Spahn will auch dafür sorgen, dass die Gesundheitsämter mehr Daten aus den Krankenhäusern bekommen: Alle Corona-Patienten sollen gemeldet werden, inklusive Alter und Impfstatus. Gesundheitsexperten beklagen schon seit Monaten, dass es an Daten für die Bewertung der Pandemielage fehlt. Allerdings hat die Deutsche Krankenhausgesellschaft der Idee, das per neuer Verordnung vorzuschreiben, eine Absage erteilt: Die meisten Informationen würden den Behörden schon gemeldet.

In NRW bleibt es noch bei der Sieben-Tage-Inzidenz

In NRW gilt derzeit noch die Sieben-Tage-Inzidenz als Richtwert für die Corona-Maßnahmen. Zwar heißt es auch in der aktuellen Corona-Schutzverordnung für NRW, dass zur Corona-Bewertung viele Faktoren einbezogen werden. Praktisch alle Verschärfungen und Lockerungen der Corona-Regeln hängen aber nach wie vor vom Inzidenzwert ab.
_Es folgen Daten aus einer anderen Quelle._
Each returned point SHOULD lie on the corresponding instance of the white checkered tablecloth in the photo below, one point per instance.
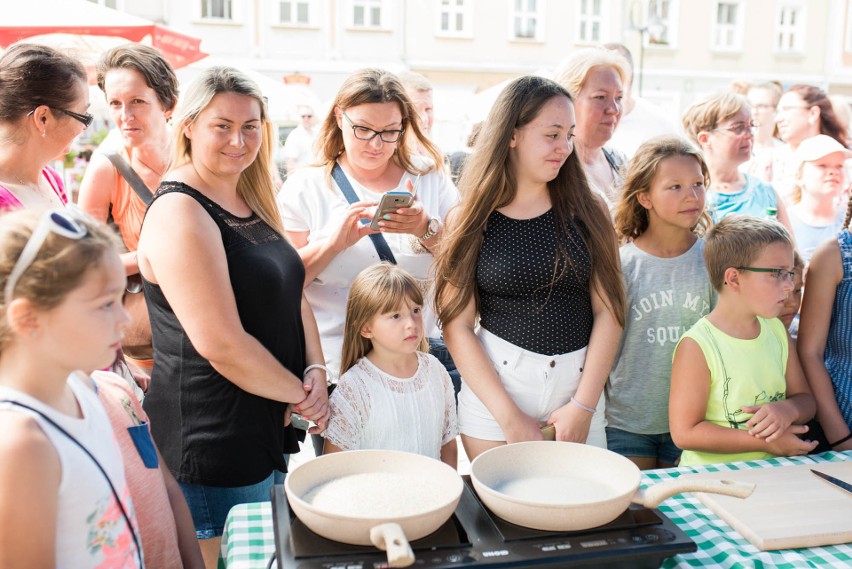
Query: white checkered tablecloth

Großbritannien will alle Corona-Regeln aufheben

Die britische Regierung dagegen hat sich fast komplett von der Sieben-Tage-Inzidenz verabschiedet. Heute will sie offiziell beschließen, die Corona-Regeln in England am 19. Juli komplett aufzuheben. In Großbritannien liegt der Inzidenzwert derzeit über 300.

Kommentare zum Thema

  • Analytika 12.07.2021, 14:47 Uhr

    Entscheidend muss zukünftig die Relevanz einer Infektion sein. Also nicht allein die Inzidenz, sondern der Anteil schwerer Verläufe. Zumindest theoretisch müssen diese doch aufgrund der Impfungen zurückgehen. Und Menschen, die Gemeinschaftseinrichtungen besuchen oder in Ihnen arbeiten, müssen sich, soweit nicht objektivierbare Gründe dagegen sprechen, impfen lassen. So wie es für Masern auch gilt.

  • Axel 12.07.2021, 12:16 Uhr

    Mit steigender Impfquote und Immunität ist die 7 Tagesinzidenz keine Grundlage mehr für Beurteilung der Pandemielage. Es wird dadurch nur weiter Angst und Panik verbreitet! Wichtig ist wer wird wirklich krank!

  • Heinz 12.07.2021, 10:20 Uhr

    Wie brauchen eine griffige, nicht manipulierbare Zahl, die das Infektionsgeschehen abbildet, bei allen Schwächen, die ein solches System hat. Die Fixierung auf die Inzidenz-Zahl ist ein solches Werkzeug. Da können sich Entscheidungsträger, die Mist gebaut haben, nicht einfach raus reden, eine Disziplin, in der unsere Politiker wahrlich Meister sind.